Der patriotische Widerstand braucht Gesichter und Geschichten, die unsere Intention nachvollziehbar machen. (…) Diese Einladung zur Empathie ist der schlimmste Feind der medialen Dämonisierung

Martin Sellner, Identitär!, S. 219; Verlag Antaios, 2017.

Während es wie so oft um die Verschiebung des gesellschaftlichen Klimas durch Einschleichen rechtsextremer Ideen geht, verspricht man sich von der Influencer:innen-Kommunikation noch mehr: Die Protagonist:innen werden von ihrer jungen Zielgruppe bewundert und imitiert, man nimmt sie wahr wie gute Freund:innen.
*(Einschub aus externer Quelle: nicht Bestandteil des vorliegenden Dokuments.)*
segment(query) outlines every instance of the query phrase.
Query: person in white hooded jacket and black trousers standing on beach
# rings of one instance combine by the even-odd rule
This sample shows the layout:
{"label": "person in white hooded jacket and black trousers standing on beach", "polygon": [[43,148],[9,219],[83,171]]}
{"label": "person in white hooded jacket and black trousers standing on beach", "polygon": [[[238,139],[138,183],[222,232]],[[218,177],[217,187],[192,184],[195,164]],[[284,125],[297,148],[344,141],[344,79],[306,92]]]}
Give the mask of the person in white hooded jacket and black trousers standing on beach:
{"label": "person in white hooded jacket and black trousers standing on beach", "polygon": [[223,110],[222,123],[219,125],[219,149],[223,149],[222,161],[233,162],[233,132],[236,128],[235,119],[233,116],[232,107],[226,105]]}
So sind ihre Follower:innen dann auch schwerer für rationale Argumente erreichbar, selbst wenn die bewunderten Held:innen längst menschenfeindliche Konzepte verbreiten. Das Kappen der emotionalen Bindung verspricht Schmerz und Desorientierung – und das nimmt man ungern auf sich.
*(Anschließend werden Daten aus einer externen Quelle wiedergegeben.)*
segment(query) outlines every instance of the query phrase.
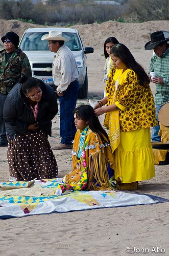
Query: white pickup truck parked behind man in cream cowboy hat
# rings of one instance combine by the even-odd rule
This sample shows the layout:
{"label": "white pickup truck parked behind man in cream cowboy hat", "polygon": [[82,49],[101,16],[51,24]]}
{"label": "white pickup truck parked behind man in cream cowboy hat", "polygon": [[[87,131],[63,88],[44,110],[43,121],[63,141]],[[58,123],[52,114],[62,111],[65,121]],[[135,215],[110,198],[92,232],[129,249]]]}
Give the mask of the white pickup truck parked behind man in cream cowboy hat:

Unter dem Deckmantel: Musik und Games

Auch popkulturelle Inhalte wie Musik und Games werden eifrig in sozialen Medien geteilt. Dabei gehört es schon fast zum angestaubten Werkzeugkasten des rechtsextremen Spektrums, menschenverachtende Positionen in Form von Musik zu verbreiten. Wo früher noch physische CDs auf Schulhöfen verteilt wurden, lassen sich diese Inhalte inzwischen deutlich aufwandsärmer über Streaming-Plattformen und soziale Medien verbreiten. Dass dahinter keineswegs unpolitische Motive stecken, machte der (inzwischen ehemalige) neurechte Rapper Chris Ares 2019 in einem Interview mit einem AfD-Politiker auf dessen YouTube-Kanal deutlich:

„Ich habe es mir zur Aufgabe gemacht, metapolitisch zu wirken, sprich mit meiner Musik nach vorne zu treten, um die Köpfe der Jugend zurückzuergattern. Ich nenne es Reconquista der Jugend.“

Chris Ares: YouTube Interview mit AfD-Politiker Dubravko Mandic auf dessen Kanal, 2019; Timestamp 2:17

Wir haben dazu schon mal einen Gastbeitrag veröffentlicht:

Doch wer Jugendliche in ihren vielfältigen Interessen erreichen will, der kann bei Musik nicht aufhören. Und so finden sich in der Gaming-Szene nicht nur in Chats und Foren problematische rechte Inhalte, sondern gleich gänzlich neurechts gestaltete Spiele. Die neurechte Gaming-Firma Kvltgames bezeichnet ihre Arbeit auf ihrer Webseite so:

“Wir möchten mit unseren Spielen (…) nicht nur unterhalten, sondern auch patriotische Werte vermitteln und damit zu einem neuen Bewusstsein innerhalb der Gamingszene beitragen.“

kvltgames.com

Fazit: Soziale Medien sind für die Neue Rechte ein Schlachtfeld im Kampf um die Macht

Etablierte Formate sollen niedrigschwellig Anschluss herstellen, menschenverachtende Ideen normalisieren und insbesondere Jugendliche in die Szene locken. Letztlich soll der Umsturz des demokratischen Systems verwirklicht werden, nach dem man das Land nach rechtsextremen Vorstellungen umgestalten will. Für unsere vielfältigen Freiheiten ist darin kein Platz vorgesehen.

Wir sollten der Neuen Rechten glauben, wenn sie vom demokratischen Diskurs als Party spricht, die sie beenden will. Unsere Freiheit ist mit gemeint.